Avant même son accession à l’indépendance en 1956, la Tunisie a constitué un terrain précoce pour l’émancipation de la femme, élevée au rang de paradigme de la modernité et de la nation tunisienne. Il est cependant difficile d’étendre cette assertion à la sexualité féminine qui continue de constituer un tabou. Tôt dans l’enfance, la fille tunisienne comprend que son être féminin et social repose sur l’intégrité de son hymen, à la fois fragile et tout-puissant, il « décide » de sa vie future ainsi que de l’équilibre et de la position sociale de la famille.[1]
Même si la virginité n’emporte plus l’adhésion de bons nombres de Tunisiennes, elles restent pour la plupart soumises à cette exigence incontournable : d’abord pour ne pas avoir à affronter des pressions sociales insurmontables ni heurter des parents qui « ne comprendraient pas », ensuite, pour ne pas risquer d’hypothéquer leur avenir d’épouse et de mère.
C’est par rapport à une femme ambivalente, emblématique du malaise social que la future fille aura à définir ses coordonnées identificatoires imaginaires et symboliques : entre soumission à l’époux et revendications sociales égalitaires, entre mixité dans la vie publique et séparation des sexes dans la sphère de l’intime, entre valorisation de sa fonction procréatrice et valorisation d’une féminité assumée, enfin entre croyance religieuse et interrogation sur le statut de la femme tel qu’il y est prescrit.
L’attachement à la virginité est considéré comme un élément de l’identité arabo-musulmane, et comme une prescription du droit positif ; car ne nous y trompons pas, si la virginité ne fait l’objet d’aucune disposition légale préalable au mariage, le droit tunisien considère que toute relation sexuelle hors mariage, concubinage ou adultère, demeure une faute pénale passible de prison[2]. De même, le zinâ’, l’adultère, constitue au regard de la loi coranique et de ses pratiques, pour la femme célibataire ou mariée, une faute sanctionnée par la réclusion, la flagellation ou la lapidation.
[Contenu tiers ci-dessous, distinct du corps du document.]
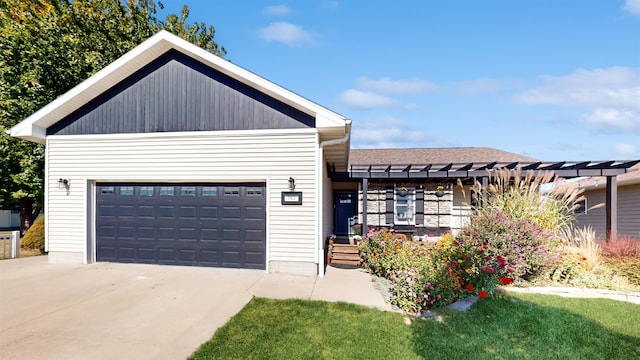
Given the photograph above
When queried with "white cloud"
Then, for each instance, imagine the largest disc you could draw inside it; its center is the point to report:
(609, 96)
(286, 33)
(479, 86)
(627, 150)
(365, 99)
(278, 10)
(615, 86)
(386, 132)
(387, 85)
(330, 5)
(614, 118)
(372, 93)
(632, 6)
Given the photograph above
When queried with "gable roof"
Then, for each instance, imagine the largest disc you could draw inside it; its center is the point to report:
(34, 127)
(456, 155)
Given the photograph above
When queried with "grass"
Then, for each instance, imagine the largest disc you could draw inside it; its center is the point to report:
(514, 326)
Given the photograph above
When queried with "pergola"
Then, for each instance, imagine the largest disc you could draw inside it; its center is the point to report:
(483, 170)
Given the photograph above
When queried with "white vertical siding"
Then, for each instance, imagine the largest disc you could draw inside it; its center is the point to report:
(270, 156)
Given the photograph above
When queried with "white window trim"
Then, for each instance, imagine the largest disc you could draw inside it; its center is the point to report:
(584, 208)
(411, 194)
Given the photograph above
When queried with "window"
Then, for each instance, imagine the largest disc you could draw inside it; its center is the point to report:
(404, 211)
(146, 190)
(126, 190)
(580, 207)
(166, 190)
(106, 190)
(209, 191)
(187, 191)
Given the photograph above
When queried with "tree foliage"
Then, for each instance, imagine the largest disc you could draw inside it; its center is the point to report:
(49, 46)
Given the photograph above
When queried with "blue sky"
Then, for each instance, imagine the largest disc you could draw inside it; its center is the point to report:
(551, 79)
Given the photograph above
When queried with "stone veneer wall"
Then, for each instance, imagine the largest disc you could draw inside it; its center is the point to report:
(377, 207)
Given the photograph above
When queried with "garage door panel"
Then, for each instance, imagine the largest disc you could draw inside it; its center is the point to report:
(126, 253)
(231, 213)
(185, 224)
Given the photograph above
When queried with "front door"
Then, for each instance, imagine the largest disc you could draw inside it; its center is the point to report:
(345, 209)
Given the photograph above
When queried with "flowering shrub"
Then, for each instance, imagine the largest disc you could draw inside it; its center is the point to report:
(425, 278)
(516, 248)
(383, 252)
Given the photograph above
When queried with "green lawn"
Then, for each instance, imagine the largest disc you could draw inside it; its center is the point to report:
(515, 326)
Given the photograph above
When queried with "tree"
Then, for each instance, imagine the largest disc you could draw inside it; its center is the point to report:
(49, 46)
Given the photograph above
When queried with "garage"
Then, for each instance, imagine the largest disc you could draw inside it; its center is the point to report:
(197, 224)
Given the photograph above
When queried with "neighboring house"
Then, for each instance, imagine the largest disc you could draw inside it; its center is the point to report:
(593, 211)
(172, 155)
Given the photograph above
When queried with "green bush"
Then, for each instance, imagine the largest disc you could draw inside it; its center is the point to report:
(34, 238)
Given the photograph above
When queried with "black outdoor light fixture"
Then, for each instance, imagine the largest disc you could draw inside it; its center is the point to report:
(291, 197)
(292, 184)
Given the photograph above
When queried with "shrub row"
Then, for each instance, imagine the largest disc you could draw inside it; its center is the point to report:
(493, 249)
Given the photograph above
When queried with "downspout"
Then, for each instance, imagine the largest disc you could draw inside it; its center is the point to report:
(320, 191)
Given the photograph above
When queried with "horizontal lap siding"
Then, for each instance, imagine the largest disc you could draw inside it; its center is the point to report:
(628, 211)
(202, 157)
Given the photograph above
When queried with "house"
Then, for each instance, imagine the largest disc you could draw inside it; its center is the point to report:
(419, 208)
(593, 210)
(9, 220)
(172, 155)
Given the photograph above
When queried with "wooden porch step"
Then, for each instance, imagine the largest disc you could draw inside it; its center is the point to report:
(346, 248)
(345, 254)
(345, 262)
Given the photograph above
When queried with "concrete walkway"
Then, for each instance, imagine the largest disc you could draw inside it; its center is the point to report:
(134, 311)
(632, 297)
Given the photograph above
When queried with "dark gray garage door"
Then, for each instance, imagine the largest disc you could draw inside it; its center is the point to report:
(220, 225)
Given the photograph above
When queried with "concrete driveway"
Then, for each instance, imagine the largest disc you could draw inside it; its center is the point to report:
(134, 311)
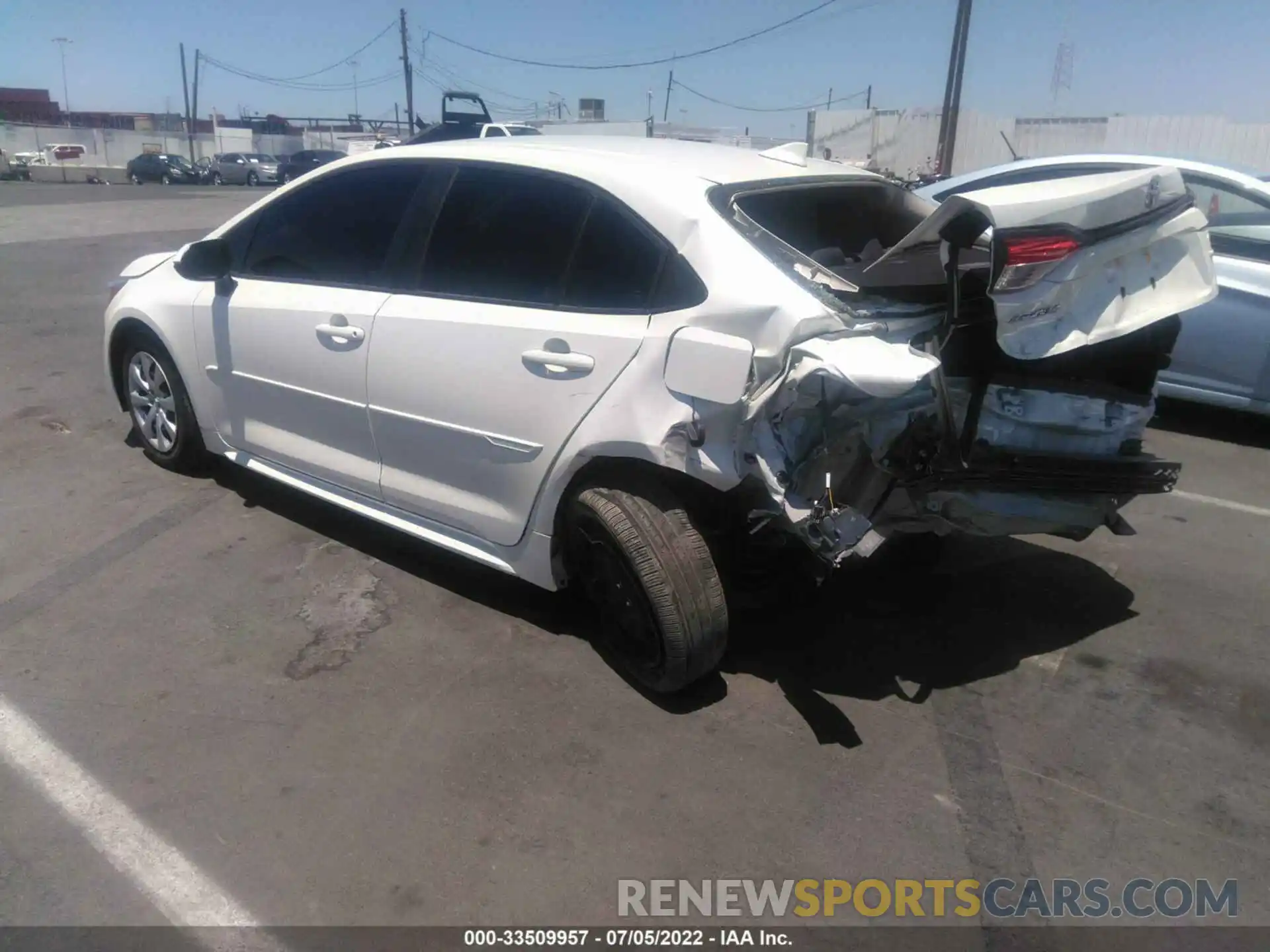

Les rapports préconjugaux seraient par extension également condamnables : ce qui place le mariage comme unique espace licite du rapport sexuel, et la virginité, un élément consubstantiel de celui-ci.
Si la place de la femme dans les religions monothéistes est celle de la déréglante, la maléfique, en islam, les femmes sont qualifiées de « filets du diable », Habâ’il ash-Shaytân. Elle relève de l’être démoniaque, à la fois impur, fascinant et sacré, créant chez l’homme des sentiments ambivalents, oscillant entre sacralisation, attirance et agressivité. Elles sont à l’origine du désordre toujours menaçant d’un divorce entre l’homme et son Dieu. Cette représentation imaginaire et universelle du corps féminin est au fondement de la discrimination sexuelle. Selon la logique du tabou et des conséquences de sa transgression, la femme qui a enfreint un tabou devient elle-même taboue, car elle possède la dangereuse faculté d’inciter les autres à suivre son exemple, c’est pourquoi elle doit être évitée.
Ce qui menace, c’est la « contagion » : une menace pour la stabilité sociale. Une femme dévoilée dans des lieux publics ou déflorée avant le mariage devient une femme « permise » mettant en danger l’homme et l’organisation de la cité. Ainsi, le terme fitna dans la langue arabe désigne à la fois la discorde politique, et le désordre moral que suscite la femme, objet de désir, El fâtina (fascinante).
Pourtant, l’ordre traditionnel, l’espace et les institutions publics se voient débordés par un champ de pratiques sociales où la place du corps est fortement sollicitée, mais sous silence, dans un contexte où le non-dit demeure la règle :
– La relation sexuelle est devenue précoce, le premier rapport se situant actuellement pour les filles comme pour les garçons, autour de 17 ans.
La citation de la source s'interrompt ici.